Sales of indexed policies grew 23% last year by a key measure of premiums, the strongest growth of any type of individual life insurance, according to Limra, a research trade association for the financial-services industry. Premiums from indexed universal life now represent one-fifth of all new individual life-insurance sales. In contrast, overall sales of individual life insurance—including combination savings-and-death-benefit policies with interest linked to insurers’ bond-heavy investment portfolios—grew just 2% in 2014.

With the indexed universal-life policies, insurers pay interest into the policyholder’s tax-deferred account with formulas tied to the performance of stock indexes, often the S&P 500, up to a specified cap. At the same time, the policies come with protection from market losses.

Currently, many insurers use annual interest of 8% to 10% a year in the “illustrations” that agents give consumers to show how the indexed product works, according to industry executives and financial advisers. The policies have multiple moving parts: The buyer pays an annual premium into the policy, the insurer deducts money for expenses including the annual cost of the death benefit, and the remainder of the premium stays in the policy earning interest.

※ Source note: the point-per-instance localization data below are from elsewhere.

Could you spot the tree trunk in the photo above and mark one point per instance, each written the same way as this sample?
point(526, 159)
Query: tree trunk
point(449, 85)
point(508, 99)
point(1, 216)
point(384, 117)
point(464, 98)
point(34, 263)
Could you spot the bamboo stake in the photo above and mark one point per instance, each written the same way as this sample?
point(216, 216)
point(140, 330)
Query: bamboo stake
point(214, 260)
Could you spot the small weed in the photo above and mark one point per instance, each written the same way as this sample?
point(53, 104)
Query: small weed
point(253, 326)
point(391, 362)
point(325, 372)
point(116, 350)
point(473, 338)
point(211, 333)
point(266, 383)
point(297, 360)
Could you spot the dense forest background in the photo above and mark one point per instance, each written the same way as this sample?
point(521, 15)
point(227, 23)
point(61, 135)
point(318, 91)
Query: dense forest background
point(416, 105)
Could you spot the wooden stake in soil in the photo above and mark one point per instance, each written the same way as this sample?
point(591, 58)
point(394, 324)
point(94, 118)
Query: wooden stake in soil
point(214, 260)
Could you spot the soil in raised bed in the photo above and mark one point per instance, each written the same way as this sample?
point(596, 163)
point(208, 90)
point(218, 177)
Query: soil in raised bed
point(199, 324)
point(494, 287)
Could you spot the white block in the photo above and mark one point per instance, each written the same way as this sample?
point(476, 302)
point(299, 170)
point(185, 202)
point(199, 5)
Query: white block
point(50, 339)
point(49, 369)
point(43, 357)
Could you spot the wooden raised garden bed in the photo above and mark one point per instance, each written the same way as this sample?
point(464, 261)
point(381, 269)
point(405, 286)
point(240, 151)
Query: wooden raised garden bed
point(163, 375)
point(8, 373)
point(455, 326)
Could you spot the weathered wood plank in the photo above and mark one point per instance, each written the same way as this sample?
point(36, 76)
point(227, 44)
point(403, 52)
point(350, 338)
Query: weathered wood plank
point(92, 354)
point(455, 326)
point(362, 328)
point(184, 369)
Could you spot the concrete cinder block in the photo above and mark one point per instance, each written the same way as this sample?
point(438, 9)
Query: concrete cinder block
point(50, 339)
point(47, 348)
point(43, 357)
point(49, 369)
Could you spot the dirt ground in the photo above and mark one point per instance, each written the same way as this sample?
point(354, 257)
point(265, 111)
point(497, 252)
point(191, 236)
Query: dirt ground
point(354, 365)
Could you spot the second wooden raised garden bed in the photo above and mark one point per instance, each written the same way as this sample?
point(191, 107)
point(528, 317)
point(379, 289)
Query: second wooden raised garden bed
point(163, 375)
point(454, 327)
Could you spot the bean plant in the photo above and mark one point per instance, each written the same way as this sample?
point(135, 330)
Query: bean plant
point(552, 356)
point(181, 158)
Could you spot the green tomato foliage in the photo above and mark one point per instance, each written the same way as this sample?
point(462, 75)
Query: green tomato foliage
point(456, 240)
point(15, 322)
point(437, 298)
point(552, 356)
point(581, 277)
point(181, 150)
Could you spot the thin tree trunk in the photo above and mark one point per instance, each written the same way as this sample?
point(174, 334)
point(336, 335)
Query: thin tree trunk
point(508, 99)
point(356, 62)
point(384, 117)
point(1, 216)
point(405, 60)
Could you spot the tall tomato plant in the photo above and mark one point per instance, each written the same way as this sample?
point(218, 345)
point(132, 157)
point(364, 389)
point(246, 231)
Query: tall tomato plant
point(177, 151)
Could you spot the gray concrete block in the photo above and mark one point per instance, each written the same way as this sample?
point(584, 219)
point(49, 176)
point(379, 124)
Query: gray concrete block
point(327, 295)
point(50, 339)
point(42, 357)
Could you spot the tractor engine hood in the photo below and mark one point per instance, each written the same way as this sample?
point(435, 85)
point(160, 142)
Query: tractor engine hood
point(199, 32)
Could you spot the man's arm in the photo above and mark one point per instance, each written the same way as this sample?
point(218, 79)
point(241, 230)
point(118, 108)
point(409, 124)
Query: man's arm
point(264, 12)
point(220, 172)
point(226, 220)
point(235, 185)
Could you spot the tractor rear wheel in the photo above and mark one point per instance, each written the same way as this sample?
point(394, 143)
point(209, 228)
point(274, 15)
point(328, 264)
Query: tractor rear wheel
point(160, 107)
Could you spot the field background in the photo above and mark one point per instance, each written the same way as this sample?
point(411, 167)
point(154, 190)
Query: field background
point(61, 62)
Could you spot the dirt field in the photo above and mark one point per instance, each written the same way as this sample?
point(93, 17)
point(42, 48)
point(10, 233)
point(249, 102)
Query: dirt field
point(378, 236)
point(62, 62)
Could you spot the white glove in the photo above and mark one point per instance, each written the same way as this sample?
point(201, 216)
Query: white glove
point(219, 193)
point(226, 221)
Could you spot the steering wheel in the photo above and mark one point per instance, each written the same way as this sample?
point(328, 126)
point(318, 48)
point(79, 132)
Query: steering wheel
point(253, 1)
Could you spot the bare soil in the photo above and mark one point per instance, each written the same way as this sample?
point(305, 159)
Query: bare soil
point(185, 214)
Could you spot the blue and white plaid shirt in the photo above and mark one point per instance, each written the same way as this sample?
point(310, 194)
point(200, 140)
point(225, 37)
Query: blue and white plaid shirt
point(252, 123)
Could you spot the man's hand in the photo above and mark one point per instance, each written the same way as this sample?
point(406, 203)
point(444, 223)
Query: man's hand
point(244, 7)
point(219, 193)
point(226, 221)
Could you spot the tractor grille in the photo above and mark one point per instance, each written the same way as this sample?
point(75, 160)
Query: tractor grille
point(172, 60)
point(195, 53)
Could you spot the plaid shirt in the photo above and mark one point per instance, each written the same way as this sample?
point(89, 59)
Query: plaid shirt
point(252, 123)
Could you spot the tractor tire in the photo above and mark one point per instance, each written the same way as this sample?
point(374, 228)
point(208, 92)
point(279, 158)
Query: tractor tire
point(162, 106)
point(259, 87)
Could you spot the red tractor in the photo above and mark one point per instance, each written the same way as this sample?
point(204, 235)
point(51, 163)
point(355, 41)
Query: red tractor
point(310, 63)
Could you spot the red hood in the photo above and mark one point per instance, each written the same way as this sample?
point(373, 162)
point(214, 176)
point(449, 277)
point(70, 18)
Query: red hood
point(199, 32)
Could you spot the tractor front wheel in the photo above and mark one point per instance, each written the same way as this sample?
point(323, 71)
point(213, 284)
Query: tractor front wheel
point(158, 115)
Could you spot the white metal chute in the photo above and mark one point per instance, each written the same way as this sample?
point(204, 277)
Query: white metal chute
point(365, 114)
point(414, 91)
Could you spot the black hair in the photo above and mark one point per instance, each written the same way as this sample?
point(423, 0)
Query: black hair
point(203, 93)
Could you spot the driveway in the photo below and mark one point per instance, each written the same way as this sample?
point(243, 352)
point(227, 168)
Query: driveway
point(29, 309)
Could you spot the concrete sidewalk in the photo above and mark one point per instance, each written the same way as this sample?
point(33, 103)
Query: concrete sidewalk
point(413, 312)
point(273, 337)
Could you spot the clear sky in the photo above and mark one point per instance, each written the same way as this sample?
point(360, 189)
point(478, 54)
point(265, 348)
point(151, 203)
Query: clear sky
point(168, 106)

Under the guideline adopted by the National Association of Insurance Commissioners, an insurer with a typical version of an S&P-500-linked product would be limited to about 7% in projected annual interest, officials and executives said. The association’s guidelines are used by most states across the U.S.

‘Reputational risk’

“We applaud the NAIC for taking up the issue of current abusive marketing practices,” says Lawrence Rybka, president of Valmark Securities, a securities and insurance brokerage based in Akron, Ohio. If not addressed, consumers stood to be harmed and the industry faced “reputational risk as a whole.”

As stocks rallied in recent years, indexed universal life gained popularity—and drew public criticism from some leading insurance companies that don’t sell the policies. Critics have included MetLifeInc. and New York Life Insurance Co.

Lackluster gains could have major effects on consumers, because universal-life policies of all sorts (not just the indexed ones) typically are sold on the assumption that accumulated interest will pay for some or all of the future annual cost of keeping a policy in force.

So, if interest income falls short, policyholders could be forced to find other money to cover the annual expense—or possibly even lose the policy. Under many policies, the annual insurance charges can rise sharply as the policyholder ages, reflecting the person’s rising odds of death.

Indexed policies have gained traction in part because low interest rates can make conventional bond-based policies a tougher sale given the relatively slow interest buildup.

‘Right balance’

The regulators’ swift action in the matter is a signal of the dangers of too-optimistic illustrations. “As an industry, what’s most important is that we not lead consumers to disappointment,” says Randolph Clerihue, a MetLife spokesman. “The new rules strike the right balance between providing companies flexibility while appropriately setting consumer expectations.”

 

PHOTO: ISTOCK/GETTY IMAGES

Joe Kordovi, an assistant vice president in a product-design division of Pacific Life Insurance Co., a top seller of the policies, says the insurer helped to develop the new guideline. It “will benefit the industry by bringing consistency to the way [the policies] are illustrated in a manner that helps our industry better manage client expectations.”

Eight consumer advocates, including Indiana University Professor Emeritus of Insurance Joseph Belth, backed the guideline as a first step because of the current “potential for severe misrepresentations to consumers” from illustrations with “unrealistic returns,” in some instances topping 10% a year, according to comments submitted to the regulatory group ahead of its adoption of the guideline.

Other marketing-material changes, effective March 1, will include a required table showing the best and worst 25-year historical returns calculated in setting the maximum illustration rate. The aim “is to ensure clients understand that crediting rates will be variable from year to year and not level as the basic illustration suggests,” says Mr. Kordovi.